Abstract 19530: Functional Assessment of Coronary Artery Disease Using Low-dose Dynamic Computed Tomography Perfusion

Abstract

Introduction: Computed tomographic angiography (CTA) is, despite its limitations, a powerful modality for noninvasive assessment of coronary artery disease (CAD). Current dynamic CT perfusion (CTP) techniques aim to improve CAD assessment, but deliver high radiation doses, limiting their clinical feasibility. Therefore, we propose a low-dose, dynamic CTP technique that allows for vessel-specific, functional assessment of CAD. Methods: A coronary angioplasty balloon was advanced into the proximal left anterior descending (LAD) coronary artery of seven swine (35-45 kg) to induce several levels of stenosis at maximal hyperemia (IC adenosine, 240 μg/min). Reference fluorescence microspheres and IV contrast (370 mg/mL iodine, 25 mL, 7 mL/s) were injected and prospective, ECG-gated dynamic CTP was performed using a 320-slice CT scanner at 100 kVp and 200 mA. Twenty volume scans were acquired per stenosis level for dose comparison to current techniques, but only two volume scans, denoted as V 1 and V 5 , were used for CTP measurement. V 1 was the first volume scan after the aortic input function exceeded a triggering threshold of 180 HU, and V 5 was the fifth volume scan post aortic triggering.
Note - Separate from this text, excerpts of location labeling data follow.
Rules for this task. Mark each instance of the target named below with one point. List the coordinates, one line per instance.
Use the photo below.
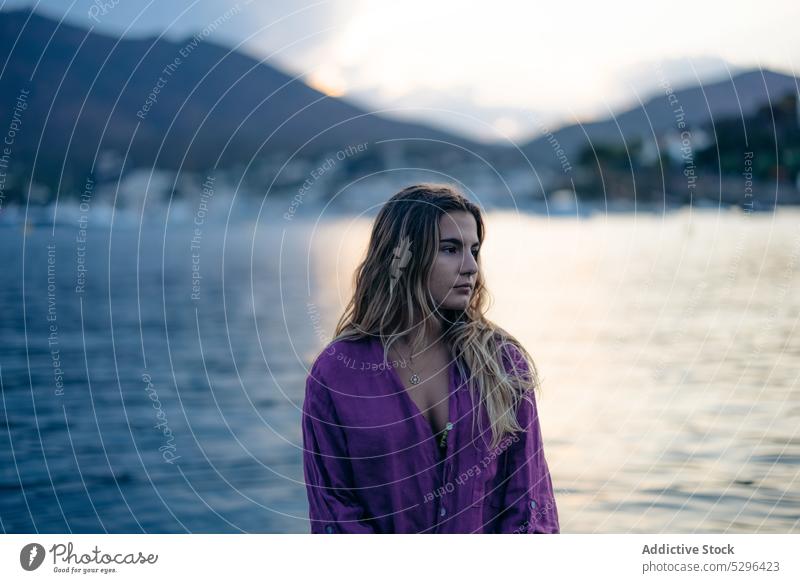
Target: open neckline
(418, 413)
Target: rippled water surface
(668, 348)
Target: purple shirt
(372, 463)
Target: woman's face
(456, 261)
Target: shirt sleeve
(527, 504)
(333, 505)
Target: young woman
(420, 415)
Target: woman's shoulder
(351, 349)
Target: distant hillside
(740, 96)
(89, 90)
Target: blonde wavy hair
(391, 294)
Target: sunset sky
(497, 69)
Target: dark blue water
(129, 406)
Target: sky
(492, 70)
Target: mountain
(89, 91)
(740, 96)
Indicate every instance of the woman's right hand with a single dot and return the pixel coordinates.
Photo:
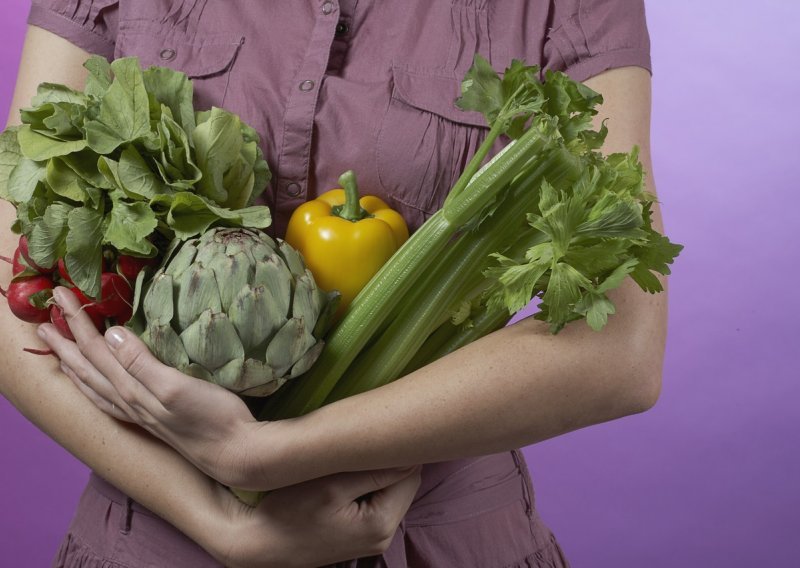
(318, 522)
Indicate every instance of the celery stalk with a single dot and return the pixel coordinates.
(547, 217)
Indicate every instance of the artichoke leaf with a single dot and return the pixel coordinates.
(255, 317)
(198, 291)
(166, 345)
(307, 360)
(158, 302)
(273, 275)
(211, 340)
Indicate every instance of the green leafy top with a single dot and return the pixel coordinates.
(579, 240)
(128, 164)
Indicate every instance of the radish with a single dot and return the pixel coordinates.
(19, 293)
(56, 316)
(116, 297)
(62, 271)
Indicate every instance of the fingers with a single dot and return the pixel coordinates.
(133, 355)
(102, 356)
(359, 483)
(390, 504)
(101, 403)
(81, 371)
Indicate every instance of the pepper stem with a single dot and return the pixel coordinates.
(351, 210)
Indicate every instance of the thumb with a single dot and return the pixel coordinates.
(132, 353)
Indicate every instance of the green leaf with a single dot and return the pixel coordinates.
(613, 217)
(47, 242)
(64, 181)
(482, 90)
(24, 179)
(596, 308)
(56, 93)
(516, 284)
(136, 177)
(36, 146)
(84, 164)
(174, 90)
(564, 290)
(217, 141)
(511, 100)
(100, 76)
(129, 226)
(124, 109)
(177, 167)
(655, 256)
(189, 214)
(10, 155)
(84, 258)
(614, 280)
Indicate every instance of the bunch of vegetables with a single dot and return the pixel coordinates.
(127, 175)
(548, 218)
(29, 293)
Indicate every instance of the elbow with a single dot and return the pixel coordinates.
(641, 382)
(646, 391)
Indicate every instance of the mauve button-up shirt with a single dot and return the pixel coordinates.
(369, 85)
(366, 85)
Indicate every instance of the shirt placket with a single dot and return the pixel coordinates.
(295, 153)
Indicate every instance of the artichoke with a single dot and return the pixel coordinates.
(236, 308)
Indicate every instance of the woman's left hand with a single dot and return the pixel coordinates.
(209, 425)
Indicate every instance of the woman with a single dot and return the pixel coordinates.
(332, 86)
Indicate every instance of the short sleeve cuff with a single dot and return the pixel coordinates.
(586, 68)
(71, 31)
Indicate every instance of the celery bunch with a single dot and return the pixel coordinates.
(549, 217)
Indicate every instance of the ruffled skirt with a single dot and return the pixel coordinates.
(469, 513)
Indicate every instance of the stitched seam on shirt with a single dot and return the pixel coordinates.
(477, 513)
(77, 25)
(578, 65)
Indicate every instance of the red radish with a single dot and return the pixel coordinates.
(23, 249)
(131, 266)
(19, 293)
(62, 270)
(116, 297)
(60, 322)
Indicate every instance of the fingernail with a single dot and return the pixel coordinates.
(115, 337)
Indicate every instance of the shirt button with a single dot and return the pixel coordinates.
(341, 29)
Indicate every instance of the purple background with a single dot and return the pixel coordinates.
(710, 476)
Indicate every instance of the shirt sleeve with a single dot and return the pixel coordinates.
(89, 24)
(587, 37)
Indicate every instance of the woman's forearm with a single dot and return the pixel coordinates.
(145, 468)
(515, 387)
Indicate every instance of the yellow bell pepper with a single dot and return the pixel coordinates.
(344, 239)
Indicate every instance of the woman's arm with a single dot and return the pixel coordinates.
(324, 510)
(514, 387)
(519, 385)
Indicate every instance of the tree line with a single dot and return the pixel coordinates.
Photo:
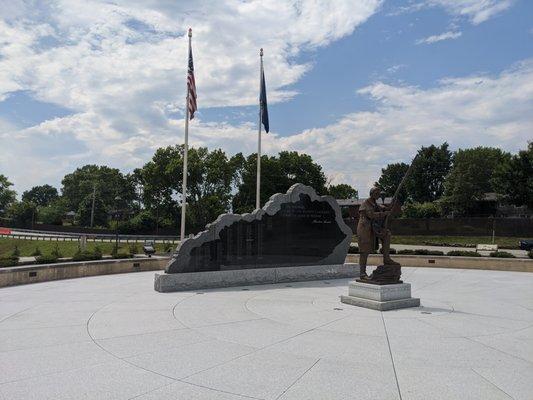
(148, 199)
(442, 183)
(445, 183)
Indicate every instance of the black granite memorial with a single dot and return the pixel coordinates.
(293, 229)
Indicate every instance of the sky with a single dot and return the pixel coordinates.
(357, 84)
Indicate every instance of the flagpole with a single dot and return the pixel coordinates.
(185, 153)
(258, 184)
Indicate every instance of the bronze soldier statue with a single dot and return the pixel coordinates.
(372, 227)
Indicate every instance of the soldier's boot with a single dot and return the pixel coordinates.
(389, 261)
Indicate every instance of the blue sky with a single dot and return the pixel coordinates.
(356, 84)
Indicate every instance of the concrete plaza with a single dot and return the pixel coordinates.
(114, 337)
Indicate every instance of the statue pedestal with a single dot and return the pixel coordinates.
(380, 297)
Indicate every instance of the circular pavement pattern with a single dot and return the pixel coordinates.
(114, 337)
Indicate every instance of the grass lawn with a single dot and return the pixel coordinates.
(504, 242)
(67, 249)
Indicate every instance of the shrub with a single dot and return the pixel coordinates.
(391, 251)
(121, 255)
(353, 249)
(56, 253)
(502, 254)
(133, 249)
(46, 259)
(426, 252)
(406, 251)
(16, 252)
(8, 262)
(463, 253)
(86, 255)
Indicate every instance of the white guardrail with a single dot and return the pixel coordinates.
(28, 234)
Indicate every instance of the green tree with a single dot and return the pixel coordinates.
(277, 175)
(514, 178)
(53, 213)
(343, 191)
(7, 196)
(22, 213)
(422, 210)
(83, 215)
(390, 179)
(210, 177)
(109, 182)
(471, 177)
(40, 195)
(426, 182)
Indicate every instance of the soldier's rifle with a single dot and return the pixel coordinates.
(397, 192)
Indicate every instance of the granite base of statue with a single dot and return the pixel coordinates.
(296, 236)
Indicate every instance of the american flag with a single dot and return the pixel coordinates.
(191, 84)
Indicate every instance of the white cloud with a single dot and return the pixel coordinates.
(466, 112)
(476, 11)
(121, 67)
(438, 38)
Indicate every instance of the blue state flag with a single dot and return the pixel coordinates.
(263, 102)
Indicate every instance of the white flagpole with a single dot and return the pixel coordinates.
(258, 184)
(185, 153)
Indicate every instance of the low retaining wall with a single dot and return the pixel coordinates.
(11, 276)
(164, 282)
(488, 263)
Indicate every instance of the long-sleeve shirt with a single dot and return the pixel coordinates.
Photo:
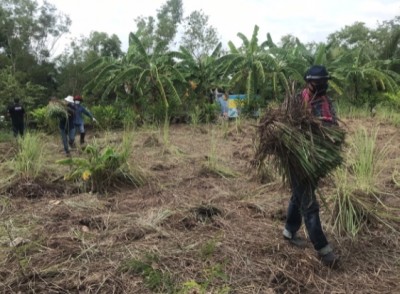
(79, 111)
(17, 112)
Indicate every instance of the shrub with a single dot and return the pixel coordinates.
(104, 168)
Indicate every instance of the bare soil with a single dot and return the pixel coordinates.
(186, 226)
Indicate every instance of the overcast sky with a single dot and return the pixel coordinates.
(310, 20)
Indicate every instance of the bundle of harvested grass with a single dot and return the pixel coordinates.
(57, 109)
(300, 144)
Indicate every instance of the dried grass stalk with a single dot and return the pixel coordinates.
(299, 144)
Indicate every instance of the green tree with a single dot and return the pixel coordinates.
(140, 75)
(152, 32)
(199, 38)
(82, 52)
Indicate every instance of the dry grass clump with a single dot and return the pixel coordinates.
(299, 143)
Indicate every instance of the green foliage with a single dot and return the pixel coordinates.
(105, 168)
(208, 249)
(215, 272)
(367, 161)
(114, 116)
(28, 163)
(149, 269)
(357, 200)
(108, 116)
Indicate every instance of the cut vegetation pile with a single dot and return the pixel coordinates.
(298, 142)
(183, 231)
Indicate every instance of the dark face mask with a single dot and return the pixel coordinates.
(319, 87)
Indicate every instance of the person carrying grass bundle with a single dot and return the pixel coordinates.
(80, 110)
(17, 114)
(305, 141)
(303, 202)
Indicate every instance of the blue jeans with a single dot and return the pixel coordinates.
(67, 136)
(303, 204)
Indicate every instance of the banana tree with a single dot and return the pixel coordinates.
(364, 75)
(152, 75)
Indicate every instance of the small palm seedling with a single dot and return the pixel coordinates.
(104, 168)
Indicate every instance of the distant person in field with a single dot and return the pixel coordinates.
(66, 125)
(221, 98)
(17, 114)
(79, 124)
(303, 203)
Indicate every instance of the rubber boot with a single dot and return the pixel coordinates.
(82, 141)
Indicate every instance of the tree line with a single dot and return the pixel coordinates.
(164, 74)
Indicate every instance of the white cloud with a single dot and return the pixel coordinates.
(312, 20)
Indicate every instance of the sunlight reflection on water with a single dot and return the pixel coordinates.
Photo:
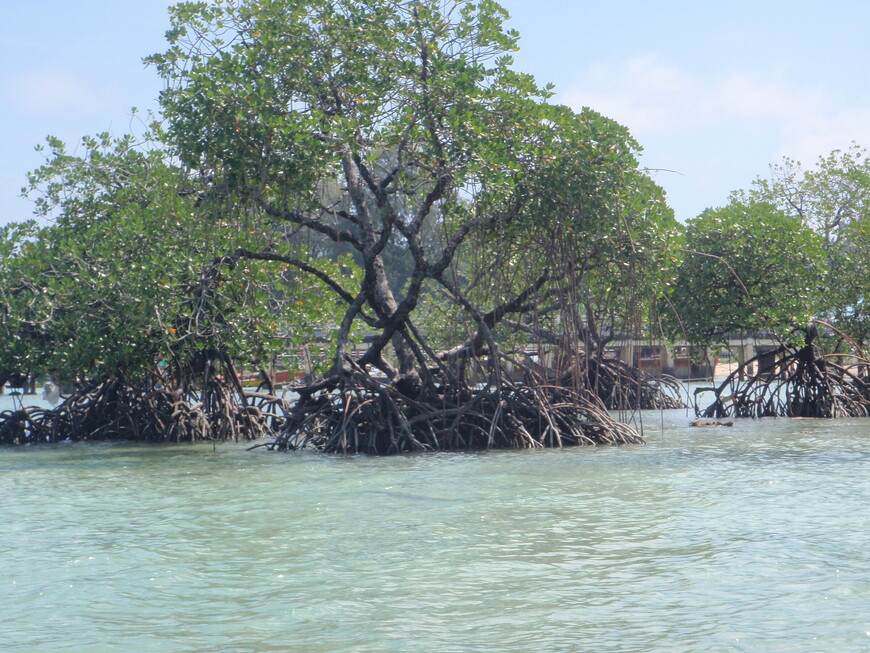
(747, 538)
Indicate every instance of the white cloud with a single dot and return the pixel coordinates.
(56, 93)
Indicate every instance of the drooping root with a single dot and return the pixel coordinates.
(119, 410)
(801, 383)
(358, 415)
(623, 387)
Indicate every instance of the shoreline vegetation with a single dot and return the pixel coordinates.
(376, 181)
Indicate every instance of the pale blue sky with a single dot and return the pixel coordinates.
(714, 91)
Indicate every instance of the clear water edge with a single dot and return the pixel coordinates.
(752, 538)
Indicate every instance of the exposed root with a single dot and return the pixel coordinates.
(623, 387)
(801, 383)
(360, 415)
(119, 410)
All CTP measurements were compared to reference microsphere perfusion measurements using linear regression. Results: The result of dynamic CTP measurement was in good agreement with reference microsphere perfusion measurement (P CTP = 0.91 P MICRO + 0.37, R 2 = 0.85), as shown in the figure. Additionally, the effective dose of the proposed technique using a two-volume scan acquisition protocol was 2.6 mSv; much lower than the ~10 mSv effective dose of current dynamic CTP techniques. Conclusions: The results indicate the potential for substantial dose reduction in dynamic CTP while maintaining measurement accuracy. By reducing the number of volume scans necessary for accurate perfusion measurement, vessel-specific functional assessment of CAD by dynamic CTP is clinically feasible.